L’inauguration de la Cité de la Culture à Tunis va profiter aux JCC avec six salles de spectacle et la présence de la nouvelle cinémathèque tunisienne finalement dirigée par le cinéaste Hichem Ben Ammar. Les JCC voudraient passer de 20 à 35-40 % de professionnels accrédités et développent à cet effet « Carthage Pro » en cinq volets : bourses aux projets en développement, aide à la finition des films (Takmil), « Carthage Talks – débats sur des sujets d’industrie, une conférence professionnelle qui portera en 2018 sur le tax shelter, des masterclass avec de grands professionnels. Lamia Belkaïed Guiga, déléguée générale, a pour sa part insisté sur le développement de la section documentaire, « le vivier étant énorme ».

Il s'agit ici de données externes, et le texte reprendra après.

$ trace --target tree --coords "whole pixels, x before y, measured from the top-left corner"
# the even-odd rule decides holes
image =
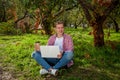
[[[90,3],[91,2],[91,3]],[[94,46],[104,46],[103,23],[119,0],[79,0],[88,23],[93,28]]]

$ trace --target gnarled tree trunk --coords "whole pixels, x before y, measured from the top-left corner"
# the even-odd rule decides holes
[[[104,32],[102,28],[103,23],[97,22],[93,25],[93,35],[94,35],[94,46],[104,45]]]

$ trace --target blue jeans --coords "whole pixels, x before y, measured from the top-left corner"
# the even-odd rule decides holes
[[[50,68],[59,69],[67,65],[73,58],[73,52],[65,52],[61,59],[58,58],[42,58],[39,51],[34,51],[31,55],[39,65],[44,67],[46,70]],[[50,63],[54,64],[51,66]]]

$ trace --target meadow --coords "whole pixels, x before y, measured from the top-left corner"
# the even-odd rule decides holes
[[[94,47],[90,29],[66,28],[74,42],[74,65],[61,69],[57,77],[39,74],[41,66],[31,58],[34,43],[46,45],[49,36],[0,35],[0,77],[3,80],[120,80],[120,33],[111,30],[105,46]]]

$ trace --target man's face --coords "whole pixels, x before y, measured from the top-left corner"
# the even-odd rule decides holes
[[[64,25],[63,24],[57,24],[55,27],[55,31],[57,34],[62,35],[64,33]]]

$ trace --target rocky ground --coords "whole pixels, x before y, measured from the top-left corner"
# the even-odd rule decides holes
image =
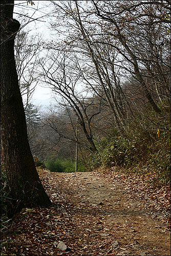
[[[4,255],[170,255],[166,187],[115,172],[39,175],[53,205],[16,215]]]

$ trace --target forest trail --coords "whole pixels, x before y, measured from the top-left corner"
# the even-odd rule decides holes
[[[10,255],[170,255],[168,210],[155,208],[155,200],[147,202],[140,187],[138,196],[122,186],[121,176],[39,175],[53,204],[18,214]]]

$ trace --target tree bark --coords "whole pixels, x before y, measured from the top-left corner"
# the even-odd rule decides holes
[[[13,18],[14,1],[1,1],[1,131],[6,170],[17,209],[51,202],[41,183],[28,140],[26,117],[14,59],[19,23]]]

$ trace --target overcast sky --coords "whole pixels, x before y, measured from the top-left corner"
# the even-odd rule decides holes
[[[46,38],[49,39],[50,31],[48,29],[48,18],[45,16],[48,15],[51,11],[52,8],[50,6],[50,1],[33,1],[35,5],[32,6],[30,4],[27,4],[27,1],[14,1],[14,18],[17,14],[22,13],[24,11],[28,13],[27,21],[29,23],[26,25],[27,29],[29,27],[31,30],[31,33],[42,35],[44,39]],[[34,20],[37,19],[40,21]],[[24,29],[24,28],[23,29]],[[45,109],[46,106],[54,102],[52,99],[52,92],[50,89],[41,87],[40,85],[37,86],[31,99],[31,102],[35,105],[41,105],[41,109]]]

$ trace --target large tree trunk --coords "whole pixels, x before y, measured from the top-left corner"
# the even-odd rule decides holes
[[[6,170],[18,209],[51,203],[39,180],[28,143],[25,114],[14,53],[20,24],[13,18],[14,1],[1,1],[1,130]]]

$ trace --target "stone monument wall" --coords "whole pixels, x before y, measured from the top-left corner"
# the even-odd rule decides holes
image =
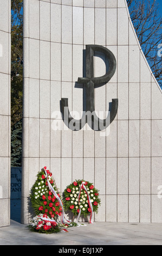
[[[10,219],[10,0],[0,0],[0,227]]]
[[[28,197],[44,166],[61,193],[75,179],[94,184],[101,199],[95,221],[161,222],[161,90],[126,1],[24,0],[23,9],[22,223],[28,223]],[[106,47],[116,60],[114,75],[94,93],[96,112],[119,100],[107,136],[87,125],[72,131],[60,114],[61,98],[68,99],[73,116],[83,110],[85,90],[76,81],[88,44]],[[94,59],[100,77],[106,60]]]

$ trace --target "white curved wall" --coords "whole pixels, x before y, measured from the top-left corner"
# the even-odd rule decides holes
[[[10,4],[0,0],[0,227],[10,221]]]
[[[101,206],[95,221],[161,222],[161,91],[144,56],[124,0],[24,1],[23,223],[38,170],[45,165],[62,192],[75,179],[94,183]],[[63,124],[61,97],[83,108],[83,50],[106,46],[117,60],[109,82],[95,88],[96,111],[119,99],[109,135],[83,129],[54,131]],[[95,57],[95,75],[105,73]]]

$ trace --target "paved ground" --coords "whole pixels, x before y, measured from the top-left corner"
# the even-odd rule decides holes
[[[95,222],[44,234],[20,223],[20,200],[11,200],[11,224],[0,228],[0,245],[162,245],[162,223]]]
[[[0,228],[1,245],[162,245],[162,223],[95,222],[68,229],[68,233],[31,232],[27,225],[11,220]]]

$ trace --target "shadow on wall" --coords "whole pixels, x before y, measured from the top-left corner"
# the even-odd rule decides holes
[[[21,223],[22,168],[11,167],[10,218]]]

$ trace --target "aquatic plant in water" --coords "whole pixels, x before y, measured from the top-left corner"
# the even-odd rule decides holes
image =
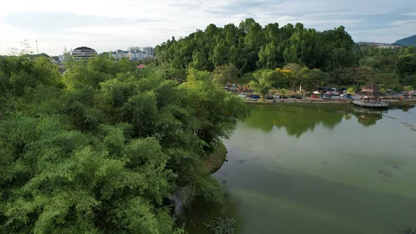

Manarat, nouveau festival itinérant en Tunisie

Programmée du 9 au 15 juillet 2018, la première édition de Manarat, Festival du cinéma méditerranéen de Tunisie, se veut, elle aussi, largement ouverte sur la dimension professionnelle pour faciliter les coproductions, avec des rencontres et présentations officielles mais aussi une réunion des CNC européens et de la région Méditerranée. Co-initié par le CNCI de la Tunisie et l’Institut français de Tunisie ainsi que le CNC français, le festival propose une compétition de fictions venant des deux rives de la Méditerranée, avec des projections gratuites sur des plages du littoral tunisien.

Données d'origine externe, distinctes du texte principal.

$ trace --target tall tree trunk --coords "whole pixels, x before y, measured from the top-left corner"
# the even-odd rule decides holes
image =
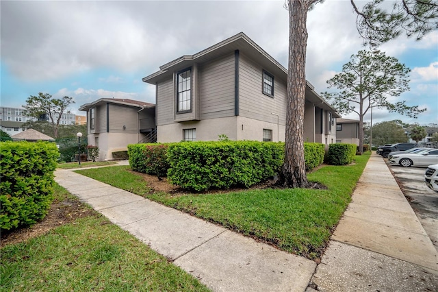
[[[358,151],[362,154],[363,154],[363,98],[362,97],[362,93],[359,94],[359,149]]]
[[[307,0],[289,0],[289,68],[285,162],[277,184],[307,188],[304,159],[304,110],[306,92],[306,49],[308,3]]]

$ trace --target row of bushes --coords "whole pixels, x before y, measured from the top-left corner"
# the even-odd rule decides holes
[[[195,142],[128,145],[133,170],[163,177],[184,188],[250,186],[274,176],[284,160],[283,143]],[[306,169],[324,162],[324,145],[305,143]]]
[[[0,143],[0,229],[31,225],[53,200],[59,151],[47,142]]]
[[[356,144],[331,144],[328,146],[328,164],[332,165],[349,165],[355,160],[356,149]]]

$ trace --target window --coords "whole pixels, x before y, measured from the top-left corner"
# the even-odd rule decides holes
[[[183,130],[185,141],[196,141],[196,129],[185,129]]]
[[[274,97],[274,76],[263,71],[263,93]]]
[[[192,110],[191,80],[192,69],[179,72],[177,75],[177,107],[178,112]]]
[[[94,129],[94,108],[90,109],[90,129]]]
[[[272,130],[263,129],[263,141],[268,142],[272,141]]]

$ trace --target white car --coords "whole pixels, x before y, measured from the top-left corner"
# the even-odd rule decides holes
[[[438,193],[438,165],[429,165],[426,169],[424,182],[430,189]]]
[[[420,152],[420,151],[428,150],[430,149],[430,148],[426,148],[424,147],[417,147],[415,148],[409,149],[406,151],[393,151],[392,152],[390,152],[389,154],[388,154],[388,159],[391,159],[392,156],[396,154],[407,154],[408,153],[417,153],[417,152]]]
[[[438,149],[428,149],[417,153],[407,153],[394,155],[389,162],[393,165],[400,165],[404,167],[427,167],[438,163]]]

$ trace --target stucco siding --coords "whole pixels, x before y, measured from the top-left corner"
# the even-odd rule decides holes
[[[173,78],[157,84],[157,125],[173,123],[175,114],[175,92]]]
[[[138,108],[109,104],[110,132],[136,134],[138,131]],[[125,129],[123,129],[125,126]]]
[[[239,62],[239,114],[241,117],[285,125],[286,84],[274,75],[274,97],[262,93],[263,68],[244,53]]]
[[[306,102],[304,110],[304,141],[315,142],[315,107],[313,104]]]
[[[138,142],[137,134],[105,132],[89,134],[89,144],[94,144],[90,142],[94,141],[96,137],[99,137],[98,161],[112,160],[112,152],[127,150],[129,144],[135,144]]]
[[[107,132],[107,107],[99,106],[94,107],[94,130],[96,133]]]
[[[196,141],[218,141],[220,134],[225,134],[231,140],[237,140],[237,117],[209,119],[175,123],[157,126],[157,139],[160,143],[179,142],[183,140],[184,129],[196,129]]]
[[[234,53],[199,66],[201,119],[234,115]]]

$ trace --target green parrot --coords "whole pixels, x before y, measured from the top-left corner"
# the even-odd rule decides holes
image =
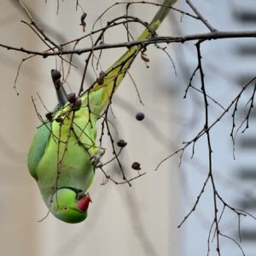
[[[176,0],[165,0],[138,41],[150,38]],[[49,211],[67,223],[87,218],[90,196],[87,192],[104,150],[96,144],[96,121],[110,103],[143,46],[131,47],[79,97],[67,95],[61,73],[51,71],[59,104],[37,129],[27,158]]]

Premier pavillon palestinien

Pour la première fois, la Palestine avait un pavillon au village international. Il était organisé par le Palestine Film Institute avec un financement du ministère palestinien de la Culture et du Consulat français à Jérusalem. C’était un important pas en avant pour une nation qui a de grands noms du cinéma comme Michel Khleifi (prix de la critique internationale à Cannes pour Noces en Galilée en 1987), Elia Suleiman (prix du jury en 2002 pour Intervention divine), Hany Abu-Assad (prix du jury en 2013 pour Omar), Raed Andoni (prix du meilleur documentaire à la Berlinale 2017 pour Ghost Hunting) ou Annemarie Jacir (membre du jury Un certain regard où Le Sel de la mer avait été présenté en 2008).

Mohanad Yaqubi, du Palestine Film Institute, indiquait que la Palestine y est plus un sujet qu’un lieu. 20 % des citoyens israéliens sont des Arabes palestiniens. Les cinéastes arabes vivant en Israël sont confrontés à un choix cornélien : utiliser ou non les fonds d’aide israélien au risque d’être rejeté comme un paria par ses pairs mais aussi devoir rester dans le rang. La cinéaste Suha Arraf avait ainsi accepté une subvention du Israeli Film Fund pour son premier film Villa Touma mais reçut l’ordre de rendre les fonds lorsqu’elle inscrivit le film comme palestinien au festival de Venise…

Traversés par les drames politiques et identitaires, vibrants de la détermination des femmes, témoins d’un monde en ébullition, forts de leur langue de communication et des ponts culturels qu’elle autorise, les cinémas arabes s’écrivent au pluriel, dans la richesse de leur extrême diversité, mais s’organisent toujours davantage pour se constituer en industrie.